LES PETITS PLAISIRS RENNAIS
11. Les djeunns, Jean-Emile et les Fragonard
 
 
      Le vieux monsieur a mis son auto dans le bateau. Il faisait beau. La traversée vers l’île de Groix a duré trois quarts d’heure. La deux chevaux a ensuite péniblement monté la côte de Port-Tudy. Jean-Emile Rabatjoie a traversé le bourg, tourné à droite et arrêté la deuche devant son coin de paradis. 
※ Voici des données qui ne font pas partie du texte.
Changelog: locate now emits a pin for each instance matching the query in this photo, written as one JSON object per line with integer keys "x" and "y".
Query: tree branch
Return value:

       La maison est bleue, la terrasse donne sur la mer. Il a sorti du coffre sa caisse de journaux découpés, ses revues d’art, sa paire de ciseaux pointus et son stick de colle. 

 
        Depuis, sur la terrasse ou dans le salon, il coupe, il ajuste et il colle. Quand il en a assez, il va marcher dans l’île, il redescend au port regarder les bateaux, assis à la terrasse du bar devant un apéro. 
 
 
          Les trois djeunns ont tout d’abord tourné autour de la 2CV.
- Elle vous plaît ? a demandé Jean-Emile.
- Elle est bien entretenue, en tous les cas ! Vous êtes le nouveau locataire ?
- Non, je suis le nouveau propriétaire. La maison m’appartient, je l’ai achetée cet hiver. Et vous, vous êtes en vacances ?
- Oui, nous sommes vos voisins. On habite la maison d’à côté.

        Les trois djeunns avaient de bonnes têtes. Jean-Emile les a invités à prendre l’apéro le soir. Ils ont découvert qu’ils habitaient Rennes tous les quatre. A la fin de la soirée Anne, Katia et Jean-Paul appelaient Jean-Emile « Papy ».
 

 
        Le lendemain, il leur a montré ses collages.
- C’est original ! a dit Jean-Paul
- C’est inattendu ! a dit Katia
- C’est drôle ! a dit Anne
- J’ai juste un problème : cette tête-là, elle va sur les trois mais je n’en ai qu’un exemplaire.
- C’est qui cette bimbo-là ?
- C’est Dalida, la chanteuse. C’est une pub que j’ai découpée dans un vieux Télérama.
- Si tu veux, Papy, je te la scanne et je te la printe. J’ai tout le matos à côté. Ca peut le faire très vite même.
- Tu me la quoi ? Ca va pas l’abîmer, au moins ?
- Je t’en fais une repro si tu préfères. Passe moi ton image. On va se baigner aux Grands sables et on repasse dans la soirée.
- Tu la perds surtout pas, hein, j’ai que celle-là !
 
 
 
image empruntée à l'atelier d'écriture 2001 de Télérama.fr 
      Les revoilà. Ils sont passés par la terrasse. Ils ont à la main, chacun, chacune, une effigie de Dalida qu’ils brandissent comme un trophée. 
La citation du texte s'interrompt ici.